La nostra avventura continua…

Cari Amici e Sostenitori

Come avrete notato è da parecchio che il sito non viene aggiornato. Non si tratta di una incuria. Da quando è stata fondata l’Associazione di Psicologia Cattolica tutti i nostri sforzi si sono concentrati su di essa, quale foce naturale del Laboratorio. Finalmente il sito dell’APC è pronto: lo potete visitare a questo indirizzo www.psicologiacattolica.it

Tutte le attività svolte sinora sotto il cappello del Laboratorio, che – lo ricordiamo – è un movimento guidato di professionisti, avranno la loro giusta collocazione in una struttura più ordinata, nonché ufficiale, quale quella dell’Associazione.

Vi rimandiamo lì, di conseguenza, come proseguimento del nostro cammino nel mondo della psicologia. Anche la rivista – che manterrà il suo nome – diviene la “rivista dell’Associazione di Psicologia Cattolica”.

Siamo molto contenti di questo passaggio che segna un traguardo importante nella nostra storia. Ancora di più sarà importante l’apporto di tutti i professionisti “di buona volontà”.

Stefano Parenti

La vera storia della psicologia

 

Mercoledì 17 Giugno alle ore 21 non prendete impegni: abbiamo organizzato la prima serata pubblica dell’Associazione di Psicologia Cattolica!

L’occasione è l’uscita in libreria del nuovo libro di Roberto Marchesini dedicato alla storia della psicologia. 

Le vie della psicologia (Sugarco, Milano 2020, 318 pp., 18,80 euro), scritto dall’autore dopo diversi anni di approfondimento, permette di introdurre un modo nuovo di comprendere e giudicare la psicologia in quanto disciplina contemporanea. Come si sa, i libri di storia vengono scritti dai vincitori, e i Cattolici non sono certo tra di essi. Questo ha fatto sì che le principali ricostruzioni storiche sulla psicologia risultino o apertamente ostili al cristianesimo oppure, pur non intenzionalmente, ingiuste contro la verità dei fatti. Il libro di Marchesini avanza, invece, una lettura nuova ed inedita dei contributi degli autori delle psicologie contemporanee ed allo stesso tempo della scienza psicologica nel suo complesso. 

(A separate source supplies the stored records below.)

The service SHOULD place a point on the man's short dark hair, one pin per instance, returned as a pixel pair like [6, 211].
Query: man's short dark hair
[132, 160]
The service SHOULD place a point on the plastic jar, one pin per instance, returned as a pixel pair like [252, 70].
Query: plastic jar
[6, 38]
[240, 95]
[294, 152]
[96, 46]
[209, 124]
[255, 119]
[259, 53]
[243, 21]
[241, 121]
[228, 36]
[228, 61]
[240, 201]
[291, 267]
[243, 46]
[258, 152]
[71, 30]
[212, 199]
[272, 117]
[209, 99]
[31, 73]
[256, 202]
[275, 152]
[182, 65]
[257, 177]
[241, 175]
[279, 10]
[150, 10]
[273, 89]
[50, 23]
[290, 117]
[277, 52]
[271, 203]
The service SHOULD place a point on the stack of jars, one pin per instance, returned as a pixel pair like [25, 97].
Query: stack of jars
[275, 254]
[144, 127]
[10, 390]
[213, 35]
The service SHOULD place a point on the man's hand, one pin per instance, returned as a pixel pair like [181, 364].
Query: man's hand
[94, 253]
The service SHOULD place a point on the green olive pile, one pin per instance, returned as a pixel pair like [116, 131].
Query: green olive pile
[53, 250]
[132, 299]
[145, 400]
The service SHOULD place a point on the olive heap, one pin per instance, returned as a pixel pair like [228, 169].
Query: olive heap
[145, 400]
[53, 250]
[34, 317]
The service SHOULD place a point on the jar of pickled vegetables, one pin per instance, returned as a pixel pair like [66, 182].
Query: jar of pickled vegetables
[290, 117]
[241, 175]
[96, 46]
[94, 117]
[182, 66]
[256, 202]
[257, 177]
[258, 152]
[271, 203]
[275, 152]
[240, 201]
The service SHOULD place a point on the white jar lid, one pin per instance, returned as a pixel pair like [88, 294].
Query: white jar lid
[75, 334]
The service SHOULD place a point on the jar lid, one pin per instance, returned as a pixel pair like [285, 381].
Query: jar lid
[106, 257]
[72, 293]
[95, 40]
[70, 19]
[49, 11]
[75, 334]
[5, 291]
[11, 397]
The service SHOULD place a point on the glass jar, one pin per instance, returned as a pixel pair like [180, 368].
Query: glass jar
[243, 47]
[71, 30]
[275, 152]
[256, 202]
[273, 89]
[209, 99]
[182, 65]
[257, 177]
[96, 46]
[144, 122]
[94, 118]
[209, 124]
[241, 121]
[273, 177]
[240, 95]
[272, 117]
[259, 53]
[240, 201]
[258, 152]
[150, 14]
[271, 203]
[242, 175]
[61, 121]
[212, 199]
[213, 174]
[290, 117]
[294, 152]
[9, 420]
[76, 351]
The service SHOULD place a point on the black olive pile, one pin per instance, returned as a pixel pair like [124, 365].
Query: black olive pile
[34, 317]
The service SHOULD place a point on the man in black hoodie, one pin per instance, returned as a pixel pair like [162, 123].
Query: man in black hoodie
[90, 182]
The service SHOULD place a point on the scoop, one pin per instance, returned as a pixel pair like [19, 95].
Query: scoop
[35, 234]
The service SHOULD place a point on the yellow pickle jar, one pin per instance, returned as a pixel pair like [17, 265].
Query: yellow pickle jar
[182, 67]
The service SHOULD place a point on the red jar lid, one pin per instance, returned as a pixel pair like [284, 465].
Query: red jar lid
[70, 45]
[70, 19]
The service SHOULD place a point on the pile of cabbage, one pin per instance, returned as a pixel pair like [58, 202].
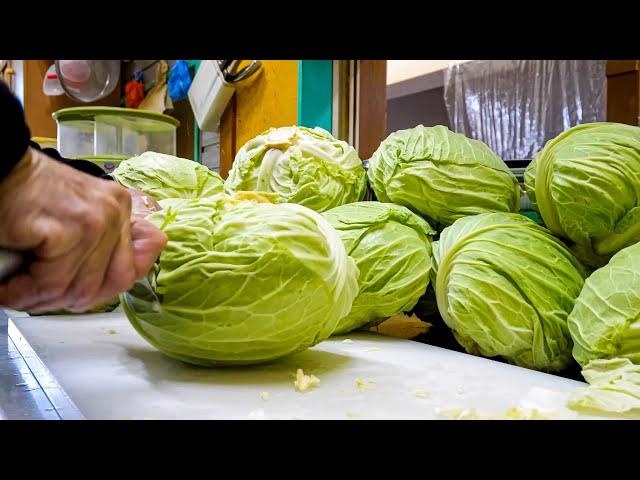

Ne parleremo assieme alla giornalista Benedetta Frigerio in una serata aperta a tutti gli interessati e gratuita.
Per partecipare sarà necessario iscriversi inviando una mail a psicologiacattolicesimo@gmail.com. L’incontro sarà trasmesso alle ore 21 in videoconferenza sulla piattaforma JITSI, accessibile dal proprio browser internet oppure dall’applicazione gratuita.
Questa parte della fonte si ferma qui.